Solomon Klappholz
The StarCoder code generation tool has received a massive update that could position it as a leading open source alternative to services such as GitHub Copilot.
Initially launched in May 2023 as part of a collaboration between Hugging Face and ServiceNow, the latest iteration, StarCoder2, now also has major industry backing in the form of Nvidia.
The code generation tool supports developers by automating code completion, similar to GitHub Copilot or Amazon CodeWhisperer. It’s also capable of summarizing existing code and generating original snippets
StarCoder2 is available in three different model sizes, each trained by a different member of the partnership.
The smallest version is a three billion-parameter model trained by ServiceNow, with a seven billion-parameter model trained by Hugging Face.
Nvidia was responsible for the largest iteration of StarCoder2 with a 15 billion-parameter model built using its NeMo generative AI platform and trained on Nvidia’s accelerated AI infrastructure.
Each fork of the StarCoder2 models offers a significantly expanded array of programming languages they can work in.
The original StarCoder tool was trained on over 80 different programming languages, whereas StarCoder2 boasts the ability to generate code in 619 languages.
StarCoder2 is underpinned by the Stack v2 dataset, the largest open code dataset suitable for LLM pretraining, according to Hugging Face. The AI company said this latest dataset is seven times larger than the original Stack v1.
Paired with new training techniques, the trio believe this will help the models understand low-resource programming languages, mathematics, and program source code discussions.
The performance of each of the new LLMs is vastly enhanced too, with the three billion-parameter StarCoder2 matching the performance of Hugging Face’s original 15 billion-parameter StarCoder model.

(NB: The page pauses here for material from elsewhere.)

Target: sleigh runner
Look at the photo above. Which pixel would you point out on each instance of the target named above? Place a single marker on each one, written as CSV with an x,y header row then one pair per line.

StarCoder2 could be a game changer for devs
StarCoder2 is a huge step forward for open source AI code generation. In opening the door to competition within the open source community for the title of ‘best AI pair programmer’ and putting the heat on Meta’s Code Llama, it has ensured that developers have a future of solid, open options to look forward to.
Within the paper accompanying the launch, the team behind StarCoder2 presented evidence that the model can go toe-to-toe with Code Llama even in its largest, 34-billion parameter size.
In MBPP, a benchmark that pits a coding model against approximately 1,000 entry-level Python programming problems, StarCoder2’s 15-billion parameter model scored 66.2 against Code Llama 34B’s 65.4.
The fact that the training data for StarCoder is openly available through the Stack will also be a relief to many organizations.
Future legal battles will be fought over who owns the data used to train AI and any company that discovers its source code was generated using scraped proprietary data could be in for a very difficult and costly replacement process down the line.
In contrast, the openness of StarCoder2 is a crowning achievement. In the interest of crediting the developers whose code formed the basis of StarCoder2, users can enter outputs into a dataset search on Hugging Face to identify if the code the tool has produced is ‘original’ or a verbatim copy from its immense training data.
Alternatively, teams can freely search the dataset themselves.
It’s in the interest of all developers to have strong options like this on the market, as innovation and competition in the sector will only drive models to become more accurate. But the precedent StarCoder2 sets in terms of responsible AI model creation through open source may be its lasting legacy.